Citation networks by themselves are interesting, but they also server as model systems for complex information networks of all kinds. One of the big challenges for understanding gene regulatory networks, ecosystem function or the evolution of virulence is to understand how the topology—the structure of these communication networks—affects function. The goal is the same with citation networks. The distinguishing quality is that a citation is relatively well defined, and the data is vast and easily accessible. The Eigenfactor Project provides some examples of the types of research that can be done with large, citation networks.
The scholarly graph is the keystone species in my research ecosystem. This consists of the millions of papers and billions of links that connect these papers. It includes the full text, figures, authors, and any other data associated with a scholarly article. It also includes connections to intellectual products on the web, in patents and in books. I have spent a good part of my academic career curating this scholarly graph using open data sources and content provided by publishers. It is from here that we can begin to ask questions about the origin and evolution of ideas and disciplines and how we can we use this to better facilitate science and innovation? I think of myself as a librarian with data science tools. I help scholars mine the literature in ways that go beyond a simple google scholar search.
The Scholarly Graph, In Aggregate. It is only in the last 5-10 years that researchers have been able to access and analyze the literature in aggregate. By aggregate, I mean the literature as a whole, not individual papers but millions of papers sewed together through citations, common language and across generations of scientists. Why not sooner? Publishers are reluctant to share their publications in bulk, and technologies for hosting and analyzing the literature at scale are just now becoming available. The arXiv, NIH mandate, and other Open Access initiatives are improving aggregate potential, but more needs to be done. There are many reasons to support Open Access, but for me, the reason is simple. There is a treasure trove that exists in the literature that can only be found through aggregate mining. No human has the capacity to read millions of publications and follow billions of links. Computers can. New advances in machine learning, natural language processing and network analytics are begging for a chance to go to work on scientific corpora. Humans can then interpret the nuggets mined.

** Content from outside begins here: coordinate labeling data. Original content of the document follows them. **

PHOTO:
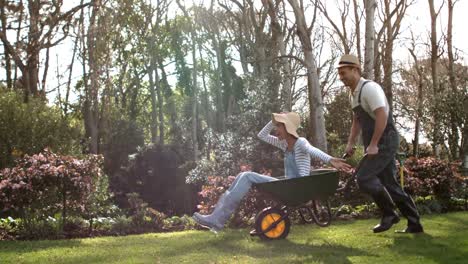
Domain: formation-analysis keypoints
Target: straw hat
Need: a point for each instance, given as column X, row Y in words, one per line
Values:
column 349, row 60
column 290, row 120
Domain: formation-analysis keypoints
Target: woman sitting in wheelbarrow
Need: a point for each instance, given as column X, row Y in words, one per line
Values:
column 297, row 154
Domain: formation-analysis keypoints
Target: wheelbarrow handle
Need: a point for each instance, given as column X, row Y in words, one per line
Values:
column 348, row 182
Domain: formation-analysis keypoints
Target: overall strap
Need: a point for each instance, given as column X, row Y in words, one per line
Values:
column 360, row 91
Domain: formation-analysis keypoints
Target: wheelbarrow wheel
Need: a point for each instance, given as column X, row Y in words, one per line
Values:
column 321, row 212
column 272, row 223
column 306, row 214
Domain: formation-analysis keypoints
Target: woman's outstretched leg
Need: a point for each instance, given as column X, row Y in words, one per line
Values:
column 230, row 199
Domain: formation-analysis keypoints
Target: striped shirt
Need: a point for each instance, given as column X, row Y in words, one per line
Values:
column 303, row 150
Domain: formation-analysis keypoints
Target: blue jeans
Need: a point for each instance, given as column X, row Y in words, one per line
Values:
column 230, row 200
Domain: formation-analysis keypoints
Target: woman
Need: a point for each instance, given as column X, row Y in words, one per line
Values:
column 297, row 153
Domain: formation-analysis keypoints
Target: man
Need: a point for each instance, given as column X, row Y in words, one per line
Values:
column 376, row 175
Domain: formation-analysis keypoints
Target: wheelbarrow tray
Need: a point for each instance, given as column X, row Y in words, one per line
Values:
column 319, row 185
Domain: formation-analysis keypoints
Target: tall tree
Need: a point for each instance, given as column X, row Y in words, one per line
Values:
column 436, row 133
column 368, row 72
column 316, row 109
column 46, row 18
column 194, row 83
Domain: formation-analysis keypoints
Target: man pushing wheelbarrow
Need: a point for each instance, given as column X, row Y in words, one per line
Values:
column 376, row 174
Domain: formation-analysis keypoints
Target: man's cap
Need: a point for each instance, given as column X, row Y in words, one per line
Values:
column 349, row 60
column 290, row 120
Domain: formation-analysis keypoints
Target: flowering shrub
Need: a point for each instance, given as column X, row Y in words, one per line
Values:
column 430, row 176
column 46, row 184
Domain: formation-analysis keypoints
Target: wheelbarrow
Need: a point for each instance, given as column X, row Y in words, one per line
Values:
column 308, row 195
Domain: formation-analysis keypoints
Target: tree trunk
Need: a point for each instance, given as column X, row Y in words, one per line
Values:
column 316, row 116
column 8, row 71
column 436, row 135
column 369, row 55
column 194, row 86
column 419, row 111
column 153, row 86
column 92, row 103
column 453, row 135
column 278, row 39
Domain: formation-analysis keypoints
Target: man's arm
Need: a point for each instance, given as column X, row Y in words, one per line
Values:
column 380, row 124
column 355, row 129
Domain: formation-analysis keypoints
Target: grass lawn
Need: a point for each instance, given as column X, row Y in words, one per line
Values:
column 445, row 241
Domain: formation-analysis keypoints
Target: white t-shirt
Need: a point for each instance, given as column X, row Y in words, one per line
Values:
column 372, row 97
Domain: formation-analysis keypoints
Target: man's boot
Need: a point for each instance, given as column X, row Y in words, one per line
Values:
column 408, row 209
column 389, row 217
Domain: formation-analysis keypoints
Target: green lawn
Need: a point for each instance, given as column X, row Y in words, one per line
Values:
column 445, row 241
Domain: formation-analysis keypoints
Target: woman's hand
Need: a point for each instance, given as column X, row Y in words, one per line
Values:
column 340, row 164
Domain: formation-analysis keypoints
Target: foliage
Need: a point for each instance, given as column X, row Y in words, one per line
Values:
column 29, row 128
column 153, row 172
column 47, row 184
column 430, row 176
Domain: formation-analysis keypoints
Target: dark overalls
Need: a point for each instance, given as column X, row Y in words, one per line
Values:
column 377, row 175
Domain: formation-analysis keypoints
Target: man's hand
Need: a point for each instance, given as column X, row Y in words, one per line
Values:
column 349, row 150
column 372, row 150
column 340, row 164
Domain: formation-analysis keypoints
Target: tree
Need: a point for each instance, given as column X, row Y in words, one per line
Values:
column 316, row 113
column 46, row 18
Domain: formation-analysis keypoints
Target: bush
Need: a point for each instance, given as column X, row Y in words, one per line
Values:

What if you had the entire literature? What could you do differently in your field? What kinds of questions could you ask that you could not when only looking at individual papers? This is not a hypothetical any more. It is now possible and guides my research trajectory. It is a question I pose to collaborators and students. It often leads to interesting conversations and new questions. If you have an interesting answer, let's discuss and explore!
Science is a highly collaborative effort. It is no different for my research. I rely on my colleagues' expertise, students, university support, data providers and funders.